¡Vivan los novios!
No hay que engañarse: La Boda -Felipe-Letizia, naturalmente- ha sido la conversación de la semana. Altos y bajos, guapos y feos, ricos y pobres, han recibido, desde el centro hasta la periferia, como algo personal a esos novios sobresalientes. El frenesí conversador sobre La Boda ha convertido a este país en un patio de vecinos de tema único. La realidad humana de esta reacción masiva ha ido mucho más allá de la invasiva presencia de tertulianos mediáticos, prensa rosa y carroñeros de intimidades y sentimientos que simplemente ejercen un dudoso derecho de pernada al hacer negocio con el famoseo e inducir interpretaciones que alimenten ese gran business del que viven.
La Boda, en suma, ha sido, por sí misma, un asunto de la calle, de la gente. Y eso tiene un valor y una significación social cuya interpretación hoy sólo podemos intuir. De las muchas cosas que he oído, extraigo algunas conclusiones preliminares, que conforman el fondo del asunto, en forma de pregunta: ¿consolidará o no esta boda la Monarquía española? Pero hay otra pregunta más interesante: ¿por qué habría de hacerlo?

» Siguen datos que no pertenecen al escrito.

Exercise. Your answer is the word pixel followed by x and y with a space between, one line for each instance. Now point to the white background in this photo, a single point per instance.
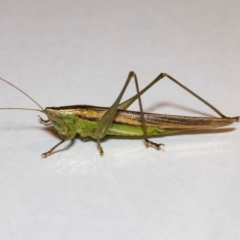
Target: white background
pixel 80 52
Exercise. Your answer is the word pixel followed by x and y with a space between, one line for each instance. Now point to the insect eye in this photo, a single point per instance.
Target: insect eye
pixel 53 116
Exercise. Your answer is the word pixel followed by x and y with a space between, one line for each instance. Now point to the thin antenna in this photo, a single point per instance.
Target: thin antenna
pixel 21 92
pixel 31 109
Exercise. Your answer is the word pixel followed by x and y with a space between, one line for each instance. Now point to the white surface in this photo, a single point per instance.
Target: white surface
pixel 68 52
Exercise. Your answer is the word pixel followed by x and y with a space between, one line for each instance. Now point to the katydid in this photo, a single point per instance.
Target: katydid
pixel 97 122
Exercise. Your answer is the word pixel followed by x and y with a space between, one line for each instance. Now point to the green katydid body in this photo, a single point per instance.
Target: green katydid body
pixel 97 122
pixel 83 119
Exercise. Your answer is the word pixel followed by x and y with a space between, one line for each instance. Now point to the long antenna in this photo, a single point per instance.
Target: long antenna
pixel 24 94
pixel 31 109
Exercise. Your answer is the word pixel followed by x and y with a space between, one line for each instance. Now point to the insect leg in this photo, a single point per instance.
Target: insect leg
pixel 51 150
pixel 105 122
pixel 128 102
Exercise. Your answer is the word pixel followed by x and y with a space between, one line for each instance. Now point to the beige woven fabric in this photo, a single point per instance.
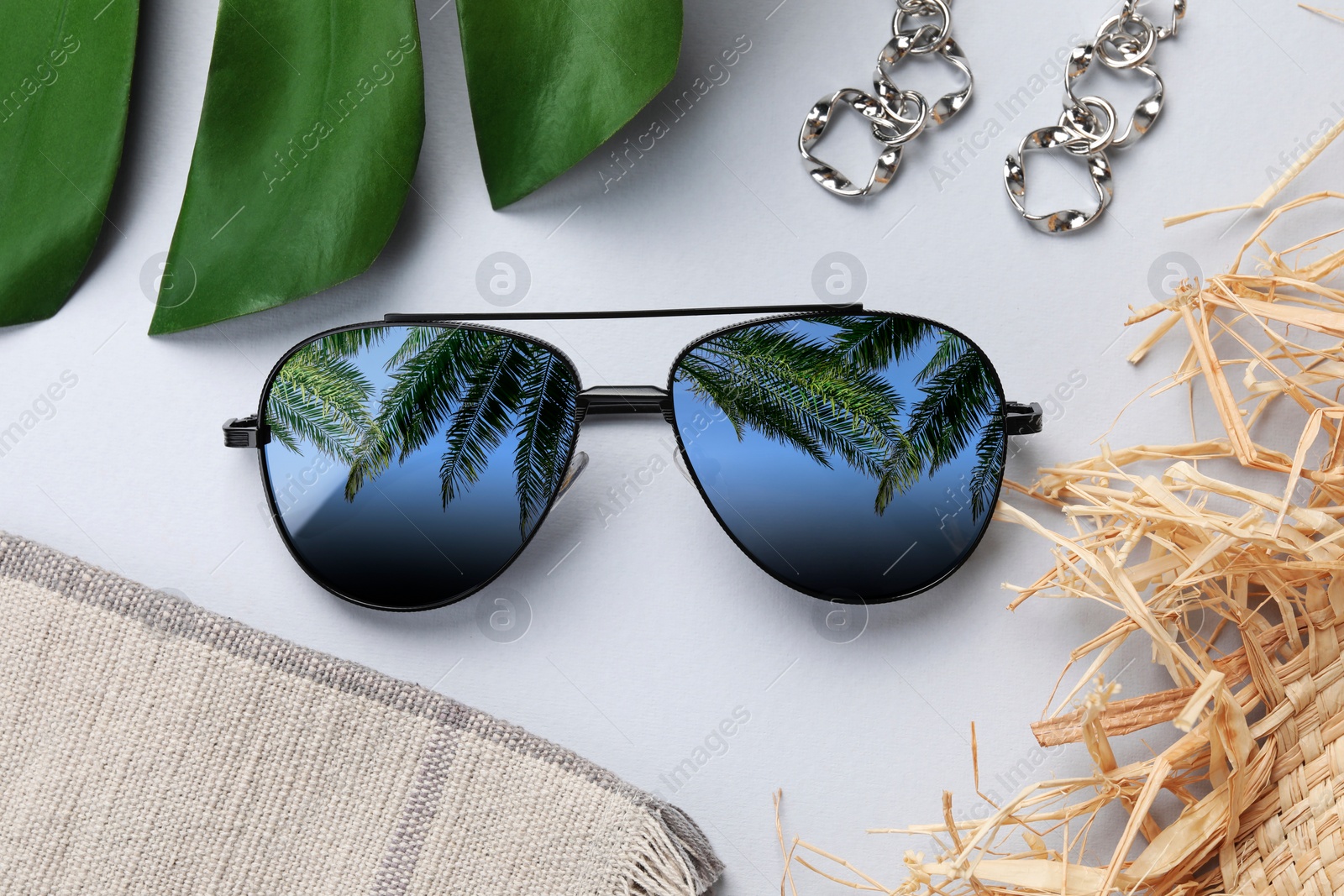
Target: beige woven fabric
pixel 151 747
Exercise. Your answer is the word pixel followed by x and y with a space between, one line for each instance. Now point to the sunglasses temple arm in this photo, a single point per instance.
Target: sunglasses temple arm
pixel 1023 419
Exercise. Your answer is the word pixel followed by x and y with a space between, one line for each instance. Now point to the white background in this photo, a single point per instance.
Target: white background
pixel 649 629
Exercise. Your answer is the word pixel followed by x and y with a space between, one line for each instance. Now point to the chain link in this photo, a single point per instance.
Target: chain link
pixel 1090 125
pixel 897 116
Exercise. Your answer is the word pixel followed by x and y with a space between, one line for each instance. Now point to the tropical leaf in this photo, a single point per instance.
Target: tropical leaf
pixel 544 432
pixel 790 389
pixel 487 414
pixel 308 140
pixel 551 80
pixel 320 398
pixel 65 87
pixel 988 472
pixel 879 340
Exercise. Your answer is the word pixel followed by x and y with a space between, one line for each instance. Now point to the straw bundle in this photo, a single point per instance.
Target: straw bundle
pixel 1236 530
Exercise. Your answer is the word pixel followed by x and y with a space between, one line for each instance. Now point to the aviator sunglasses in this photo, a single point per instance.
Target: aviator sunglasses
pixel 853 456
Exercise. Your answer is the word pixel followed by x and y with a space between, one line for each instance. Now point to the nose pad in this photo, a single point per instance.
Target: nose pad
pixel 571 473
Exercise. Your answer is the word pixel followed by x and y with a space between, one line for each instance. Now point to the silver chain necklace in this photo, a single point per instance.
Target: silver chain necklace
pixel 895 116
pixel 1090 125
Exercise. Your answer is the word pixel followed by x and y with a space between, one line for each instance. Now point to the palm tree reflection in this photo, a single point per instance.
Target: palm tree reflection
pixel 823 391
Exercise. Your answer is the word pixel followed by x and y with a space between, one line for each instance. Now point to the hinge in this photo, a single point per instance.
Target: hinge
pixel 624 399
pixel 1023 419
pixel 246 432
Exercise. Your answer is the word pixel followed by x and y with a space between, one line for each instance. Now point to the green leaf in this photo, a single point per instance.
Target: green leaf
pixel 65 85
pixel 551 80
pixel 308 140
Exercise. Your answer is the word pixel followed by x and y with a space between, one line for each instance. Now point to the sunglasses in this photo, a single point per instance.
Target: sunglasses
pixel 853 456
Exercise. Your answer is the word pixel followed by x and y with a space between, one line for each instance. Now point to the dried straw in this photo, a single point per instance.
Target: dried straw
pixel 1236 527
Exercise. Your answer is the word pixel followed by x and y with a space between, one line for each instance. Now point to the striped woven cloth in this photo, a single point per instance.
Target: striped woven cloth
pixel 151 747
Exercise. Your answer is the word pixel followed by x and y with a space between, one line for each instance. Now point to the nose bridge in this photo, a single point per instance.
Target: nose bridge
pixel 624 399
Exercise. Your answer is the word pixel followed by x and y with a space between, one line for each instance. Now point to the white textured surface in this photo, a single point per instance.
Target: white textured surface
pixel 649 631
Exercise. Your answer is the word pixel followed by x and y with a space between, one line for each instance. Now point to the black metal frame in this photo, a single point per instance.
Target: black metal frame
pixel 253 432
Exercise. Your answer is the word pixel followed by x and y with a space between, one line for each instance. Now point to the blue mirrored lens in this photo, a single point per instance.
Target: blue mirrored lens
pixel 853 457
pixel 409 465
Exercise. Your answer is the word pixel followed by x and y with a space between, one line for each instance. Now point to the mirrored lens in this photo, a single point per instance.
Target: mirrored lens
pixel 853 457
pixel 409 465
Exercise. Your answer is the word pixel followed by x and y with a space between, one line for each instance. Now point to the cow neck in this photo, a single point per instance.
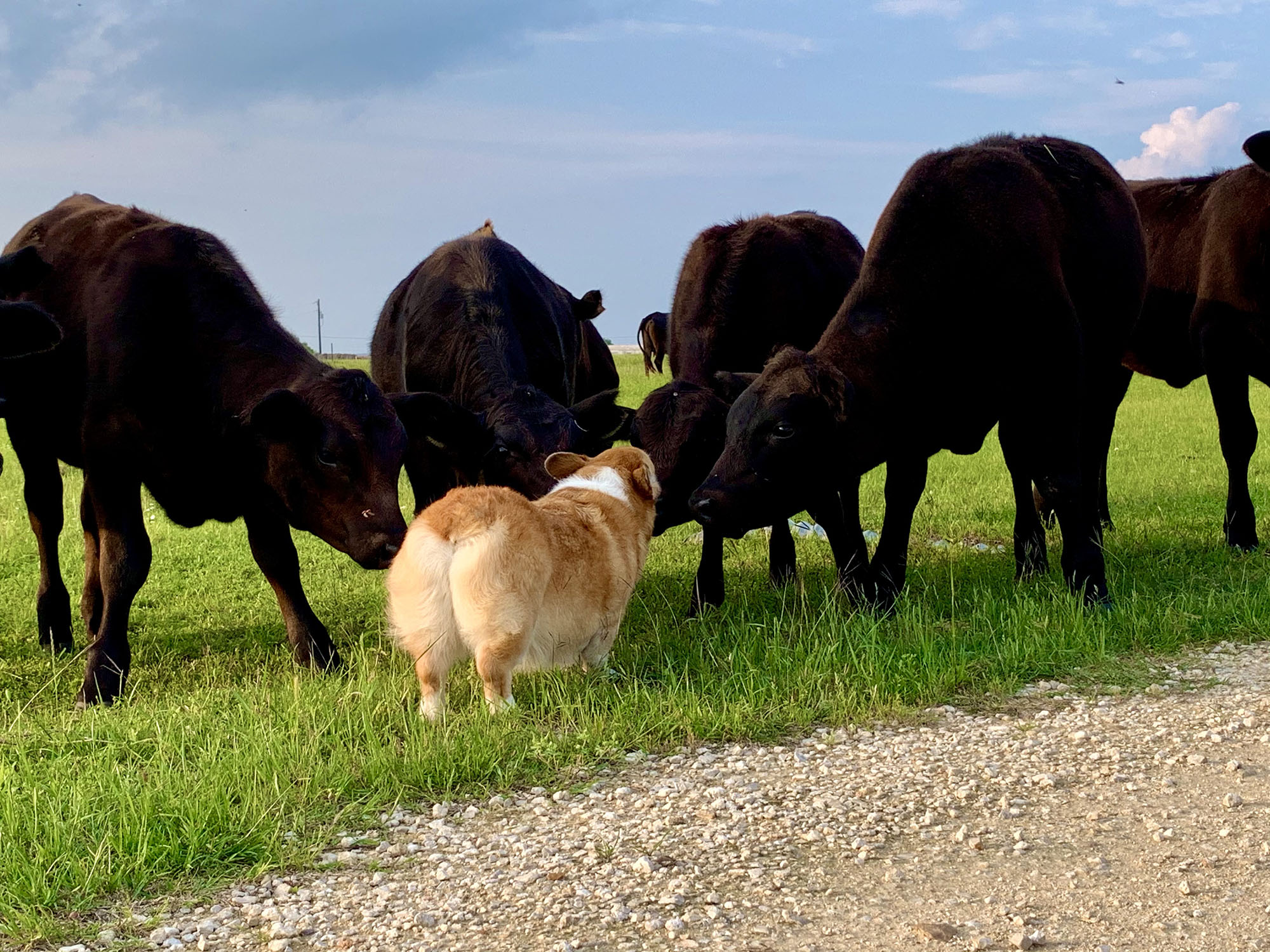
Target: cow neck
pixel 271 362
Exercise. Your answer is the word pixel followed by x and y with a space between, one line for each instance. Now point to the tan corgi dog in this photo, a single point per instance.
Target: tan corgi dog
pixel 485 573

El desarrollo de los hechos ha predispuesto a todos a interesarnos, más incluso de lo previsto, por esa pareja que ya ha ganado una primera -y decisiva- batalla: la de la comunicación. Ahí es nada haber podido ocultar a esa jauría de indagadores de intimidades la noticia sentimental -y, también, sociológico-política- del año. Hablando claro: la Zarzuela ha ganado por goleada a la prensa rosa, que no ha olido lo que se preparaba. Primer punto, pues: revolcón total a los supuestos especialistas en romances y secretos de alcoba. La gente, qué duda cabe, ha disfrutado de eso con gran jolgorio. ¡Vivan los novios!
La puntilla de la cuestión es que el Príncipe ha escogido a una periodista que, además, es una cara de todos conocida. Doble tanto. Imagino los sacrificios que eso habrá acarreado a los dos protagonistas, pero también la satisfacción de mostrar que, en esta sociedad, existe gente capaz de guardar secretos de ese tipo. No es una lección sin importancia sobre la vigencia de la intimidad.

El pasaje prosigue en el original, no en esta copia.